REVIEW: Overdue Reckoning with the Public Library by Amanda Oliver
When Amanda Oliver began work as a school librarian, fueled by a lifelong love of books and a desire to help, she felt qualified for the job. What she learned was that librarians are expected to serve as mediators and mental-health-crisis support professionals, customer service reps and administrators of overdose treatment, fierce loyalists to institutionalized mythology and enforced silence, and arms of state surveillance.
Based on firsthand experiences from six years of professional work as a librarian in high-poverty neighborhoods of Washington, DC, as well as interviews and research, Overdue begins with Oliver’s first day at Northwest One, the DC Public Library branch where she would ultimately end her library career.
Through her experience at this branch, Oliver highlights the national problems that have existed in libraries since they were founded, troublingly at odds with the common romanticization of the library as a shining beacon of equality: racism, segregation, and economic oppression. These fundamental American problems manifest today as police violence, the opioid epidemic, widespread inaccessibility of affordable housing, and a lack of mental health care nationwide—all of which come to a head in public library spaces.
Can public librarians continue to play the many roles they are tasked with? Can American society sustain one of its most noble institutions?
Libraries will not save us, but Oliver helps us imagine what might be possible if we stop expecting them to.
Review
Well I’ve just had my childhood fantasy of being a librarian shattered. “Overdue” by Amanda Oliver is the tale of her time spent as a school and then public librarian which ended with her leaving and taking a case of PTSD with her. It’s a sad and sobering look at the state of society, libraries, and librarians.
The author mentions the librarians who have been murdered on the job, the sexual harassment and being warned by her male colleagues to not go to a certain section of their library alone, having her clothes ruined from washing them so many times due to bedbugs being found in returned items, empathy fatigue, how torn she was at their location having a police officer on site and how relieved she was that the officer was there …
I still love my local library system and have never (knock wood) seen anything like she describes but I hate to think of people who love books and are just trying to get them (and the other wonderful things libraries have for patrons to use) into the hands of library users and facing all this. B-
~Jayne
In the early 2000s, I was an aide in both elementary and junior high school libraries. I loved the job, especially helping students find a book that really spoke to them. It was the height of TWILIGHT and HARRY POTTER popularity and a lot of students who hadn’t read much before used those books as gateways to other books. (Sadly, the job got cut in 2010; I’ve been working with special needs students since then–a job I like, but it’s not quite the same as working in a library). I’m not sure if this book addresses it, since it’s only recently that it’s become a prominent issue, but now legislatures in red states are passing laws that allow parents to sue school districts (and librarians specifically) for assigning or shelving “inappropriate” books; in effect, criminalizing the occupation that exposes young people to new ideas and lets them know they’re not alone. Heavy sigh.

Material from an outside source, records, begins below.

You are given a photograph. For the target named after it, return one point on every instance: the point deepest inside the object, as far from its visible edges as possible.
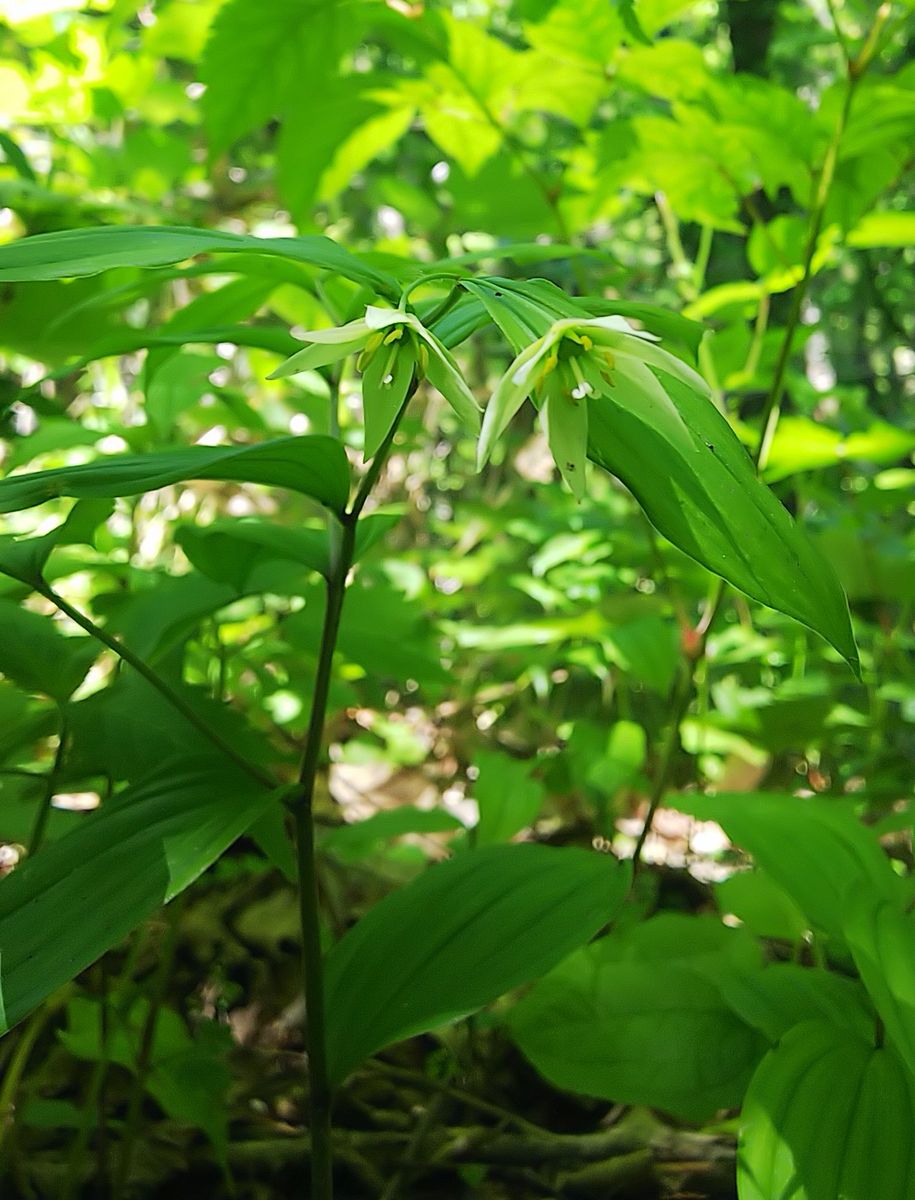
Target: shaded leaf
(458, 937)
(314, 466)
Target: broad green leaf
(39, 658)
(881, 940)
(643, 1021)
(698, 486)
(314, 466)
(695, 483)
(783, 995)
(812, 849)
(127, 859)
(24, 558)
(827, 1116)
(458, 937)
(73, 252)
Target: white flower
(576, 359)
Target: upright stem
(771, 411)
(322, 1181)
(301, 803)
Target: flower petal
(382, 400)
(619, 325)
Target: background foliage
(513, 664)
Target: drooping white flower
(394, 347)
(574, 360)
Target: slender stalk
(771, 411)
(856, 69)
(51, 786)
(682, 699)
(155, 681)
(301, 803)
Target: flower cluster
(393, 348)
(576, 360)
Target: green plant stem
(155, 681)
(680, 707)
(771, 411)
(147, 1043)
(51, 786)
(16, 1068)
(301, 803)
(856, 69)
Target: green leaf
(783, 995)
(641, 1020)
(812, 849)
(698, 486)
(458, 937)
(229, 551)
(314, 466)
(259, 58)
(40, 659)
(386, 382)
(135, 855)
(507, 797)
(72, 252)
(881, 940)
(826, 1116)
(24, 558)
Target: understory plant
(812, 1055)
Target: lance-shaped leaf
(73, 252)
(460, 936)
(81, 895)
(881, 940)
(314, 466)
(827, 1116)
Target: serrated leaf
(314, 466)
(881, 940)
(458, 937)
(812, 849)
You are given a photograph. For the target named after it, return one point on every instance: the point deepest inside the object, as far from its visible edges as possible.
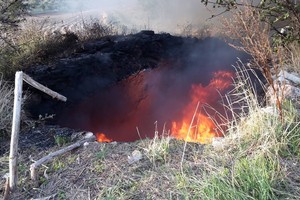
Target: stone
(135, 156)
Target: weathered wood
(6, 188)
(50, 156)
(13, 179)
(42, 88)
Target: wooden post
(33, 167)
(42, 88)
(13, 156)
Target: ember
(204, 129)
(102, 138)
(161, 83)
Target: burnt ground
(102, 170)
(93, 68)
(96, 66)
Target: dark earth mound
(97, 65)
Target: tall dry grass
(249, 33)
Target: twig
(6, 188)
(47, 158)
(44, 89)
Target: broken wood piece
(6, 188)
(13, 155)
(33, 167)
(42, 88)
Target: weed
(100, 155)
(61, 140)
(58, 165)
(157, 148)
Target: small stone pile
(288, 87)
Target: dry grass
(257, 159)
(292, 58)
(250, 34)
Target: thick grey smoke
(173, 16)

@DiscoDollyDeb: No, I don’t remember any mention of that happening though it’s been 2-3 months since I read this book.
I’ve heard from a librarian I know that there are wonderful moments when kids discover the joy of reading but also plenty of rude patrons, including people jerking off at the computers watching porn, or once, someone who took a dump in the stacks! And sexual harassment. And now with Covid, the librarians are forced to play the mask police and are also getting infected. The library constantly sends out notices saying “an employee you’ve had contact with has tested positive for Covid,” but they won’t tell them who. Everyone in her department is overworked and exhausted.
You would think it would be much nicer in the wealthier suburbs but she says no. She has had occasion to work there too and she says the patrons there are really entitled and rude, and basically treat the librarians like servants.
@DiscoDollyDeb: Wow, those are horrible laws. They sound unconstitutional to me but I am not a lawyer so what do I know?
In the past few years I read a news story about a town council (in North Carolina, I think) that was going to give the head librarian a raise to ~$42,000 after she got a Masters degree. Several people complained, however, that the salary was too high and the position didn’t deserve it. Their rationale was “all she needs to know to do her job is the Dewey Decimal system and how to shelve books”. Those people clearly don’t understand what librarians actually do – they need to read this book.
Speaking as a public librarian, it’s a generally miserable time in the profession. Here’s a very brief overview (and it doesn’t even get into the political aspects that so many people face): https://americanlibrariesmagazine.org/2022/06/01/quitting-time/
@Floating Lush: Well that just sucks. Thank you for the work you do.
I wonder how this ruling will affect what ebooks libraries will be able to get.